Probability theory delves into analyzing random events and phenomena. When dealing with binomial coefficients, we often encounter problems involving probability. For example, if we repeatedly toss a fair coin, the likelihood of specific outcomes can be determined using binomial coefficients.
In probabilistic terms, the binomial coefficient \(\binom{n}{k}\) represents the number of ways to choose k successes from n trials. Imagine tossing a coin 100 times. The probability that exactly 60 of those tosses result in heads is given by \(\binom{100}{60} / 2^{100}\).
To compute this, we follow these steps:

• First, calculate the binomial coefficient \(\binom{100}{60}\).
• Second, note that since each toss is independent with a probability of 0.5, we raise 2 to the power of the number of trials (100 in this case) to get \2^{100}\.
• Finally, divide the binomial coefficient by \2^{100}\.

The above steps allow us to understand how likely it is to achieve exactly 60 heads in 100 coin tosses. Extending this concept, the cumulative probability that we get at least 60 heads would involve summing up the probabilities from 60 heads all the way through to 100 heads.

Pascal's Triangle

Pascal's Triangle is a triangular array where each entry is a binomial coefficient. This triangle is both a mathematical curiosity and a powerful computational tool.
Pascal's Triangle has the following properties:

• Each number is the sum of the two numbers directly above it.
• The edges are all 1.
• Row n contains n+1 elements, corresponding to the coefficients \(\binom{n}{0}, \binom{n}{1}, \binom{n}{2}, \text{...} ,\binom{n}{n}\).

To generate Pascal's Triangle in Python, we can use our binomial coefficient function. For each row, calculate the binomial coefficients and display them in a format resembling a triangle.
Here's an outline of the approach:

• Iterate over the rows from 0 to the desired number of rows (say 20).
• For each row, calculate the entries using our binomial function and print them.

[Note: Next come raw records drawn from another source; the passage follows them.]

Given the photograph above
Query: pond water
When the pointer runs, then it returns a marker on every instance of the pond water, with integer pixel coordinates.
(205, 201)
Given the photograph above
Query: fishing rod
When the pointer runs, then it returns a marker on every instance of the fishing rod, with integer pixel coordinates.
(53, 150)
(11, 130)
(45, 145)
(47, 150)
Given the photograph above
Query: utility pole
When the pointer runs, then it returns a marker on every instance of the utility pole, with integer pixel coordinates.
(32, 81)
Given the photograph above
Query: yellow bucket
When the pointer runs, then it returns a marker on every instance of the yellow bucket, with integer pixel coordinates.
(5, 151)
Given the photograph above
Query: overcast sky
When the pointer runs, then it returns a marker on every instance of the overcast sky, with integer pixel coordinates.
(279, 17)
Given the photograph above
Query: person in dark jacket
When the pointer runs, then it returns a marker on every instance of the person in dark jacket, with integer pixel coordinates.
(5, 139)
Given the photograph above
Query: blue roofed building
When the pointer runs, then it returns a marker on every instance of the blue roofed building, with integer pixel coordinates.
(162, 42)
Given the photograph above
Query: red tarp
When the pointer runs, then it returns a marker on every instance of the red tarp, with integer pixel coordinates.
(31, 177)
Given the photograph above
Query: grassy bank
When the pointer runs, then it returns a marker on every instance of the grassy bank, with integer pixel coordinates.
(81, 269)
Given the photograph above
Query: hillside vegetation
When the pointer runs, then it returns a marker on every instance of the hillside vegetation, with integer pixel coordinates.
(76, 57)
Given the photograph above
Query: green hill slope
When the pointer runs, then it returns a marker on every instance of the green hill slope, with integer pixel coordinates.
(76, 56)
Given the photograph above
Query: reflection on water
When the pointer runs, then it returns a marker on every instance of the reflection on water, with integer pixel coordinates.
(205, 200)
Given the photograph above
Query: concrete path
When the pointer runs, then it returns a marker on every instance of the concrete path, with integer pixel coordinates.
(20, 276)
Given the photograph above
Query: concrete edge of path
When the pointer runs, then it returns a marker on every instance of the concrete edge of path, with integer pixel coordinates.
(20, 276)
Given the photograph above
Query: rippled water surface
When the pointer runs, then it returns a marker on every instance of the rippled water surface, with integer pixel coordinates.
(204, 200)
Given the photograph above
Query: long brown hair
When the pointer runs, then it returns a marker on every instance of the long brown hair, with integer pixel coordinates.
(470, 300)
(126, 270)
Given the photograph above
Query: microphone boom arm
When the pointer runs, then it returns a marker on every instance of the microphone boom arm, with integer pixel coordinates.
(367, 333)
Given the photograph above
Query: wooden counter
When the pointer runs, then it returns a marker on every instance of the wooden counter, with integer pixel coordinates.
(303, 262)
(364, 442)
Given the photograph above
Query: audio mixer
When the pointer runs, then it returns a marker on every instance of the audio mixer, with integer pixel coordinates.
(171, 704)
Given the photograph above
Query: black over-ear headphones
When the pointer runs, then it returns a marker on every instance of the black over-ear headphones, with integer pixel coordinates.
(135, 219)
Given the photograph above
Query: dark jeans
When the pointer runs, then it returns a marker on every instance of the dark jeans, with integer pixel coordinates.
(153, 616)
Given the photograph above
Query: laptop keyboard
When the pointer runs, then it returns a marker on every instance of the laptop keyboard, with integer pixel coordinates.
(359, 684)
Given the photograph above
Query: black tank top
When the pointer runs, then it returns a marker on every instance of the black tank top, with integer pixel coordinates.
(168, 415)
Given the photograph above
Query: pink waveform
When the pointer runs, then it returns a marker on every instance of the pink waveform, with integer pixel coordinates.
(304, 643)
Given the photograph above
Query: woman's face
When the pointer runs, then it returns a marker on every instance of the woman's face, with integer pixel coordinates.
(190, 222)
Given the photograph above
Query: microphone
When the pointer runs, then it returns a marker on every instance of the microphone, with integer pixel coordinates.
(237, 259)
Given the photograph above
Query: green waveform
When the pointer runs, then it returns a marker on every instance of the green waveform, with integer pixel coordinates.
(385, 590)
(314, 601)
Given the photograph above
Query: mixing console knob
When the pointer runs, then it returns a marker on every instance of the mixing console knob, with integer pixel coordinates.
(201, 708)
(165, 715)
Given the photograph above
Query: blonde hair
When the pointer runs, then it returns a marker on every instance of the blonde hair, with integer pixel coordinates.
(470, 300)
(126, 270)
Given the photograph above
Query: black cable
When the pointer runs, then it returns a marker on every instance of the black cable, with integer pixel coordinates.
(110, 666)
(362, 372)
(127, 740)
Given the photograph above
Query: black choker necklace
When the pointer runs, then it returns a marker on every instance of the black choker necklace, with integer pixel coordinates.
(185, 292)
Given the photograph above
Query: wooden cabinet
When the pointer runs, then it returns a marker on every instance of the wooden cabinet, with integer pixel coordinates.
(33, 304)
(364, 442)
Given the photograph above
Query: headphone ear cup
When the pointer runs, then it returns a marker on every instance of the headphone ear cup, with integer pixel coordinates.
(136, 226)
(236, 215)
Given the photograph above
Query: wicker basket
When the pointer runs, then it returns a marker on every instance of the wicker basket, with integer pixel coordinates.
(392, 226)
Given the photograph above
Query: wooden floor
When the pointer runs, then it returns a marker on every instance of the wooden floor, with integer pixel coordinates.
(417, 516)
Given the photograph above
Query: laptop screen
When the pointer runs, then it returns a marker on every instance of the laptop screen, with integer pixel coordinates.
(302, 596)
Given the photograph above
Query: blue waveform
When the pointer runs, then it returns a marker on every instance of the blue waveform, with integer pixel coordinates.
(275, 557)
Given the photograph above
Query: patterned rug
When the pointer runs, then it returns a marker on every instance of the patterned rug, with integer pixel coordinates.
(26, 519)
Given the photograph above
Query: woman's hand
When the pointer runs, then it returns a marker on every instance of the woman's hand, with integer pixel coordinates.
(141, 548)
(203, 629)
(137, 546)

This simple generation showcases the elegance of binomial coefficients and their orderly arrangement in Pascal's Triangle. Additionally, Pascal's Triangle has applications in binomial expansions, combinatorial problems, and probability theory making it an invaluable concept in mathematics.

Python Programming

Python programming skills can significantly enhance our ability to solve mathematical problems. Let's focus on implementing a binomial coefficient function and using it to solve our exercise.
Start by defining the function:
import math
def binomial(n, k):
    if k == 0 or k == n:
        return 1
    return math.factorial(n) // (math.factorial(k) * math.factorial(n - k))
With this function, you can compute binomial coefficients quickly. Next, let's print the first 20 rows of Pascal's Triangle by leveraging our function:
def print_pascals_triangle(rows):
    for n in range(rows):
        row = [binomial(n, k) for k in range(n + 1)]
        print(' '.join(map(str, row)))
Finally, calculating the probability that a coin tossed 100 times comes up heads exactly 60 times:
def coin_toss_probability(n, k):
    return binomial(n, k) / (2 ** n)
print(coin_toss_probability(100, 60))
Python makes it easy to implement such mathematical functions and explore various outcomes, thereby deepening our understanding of concepts like binomial coefficients, Pascal's Triangle, and probability theory. The interplay between mathematics and programming provides a robust framework for tackling complex problems in an intuitive way.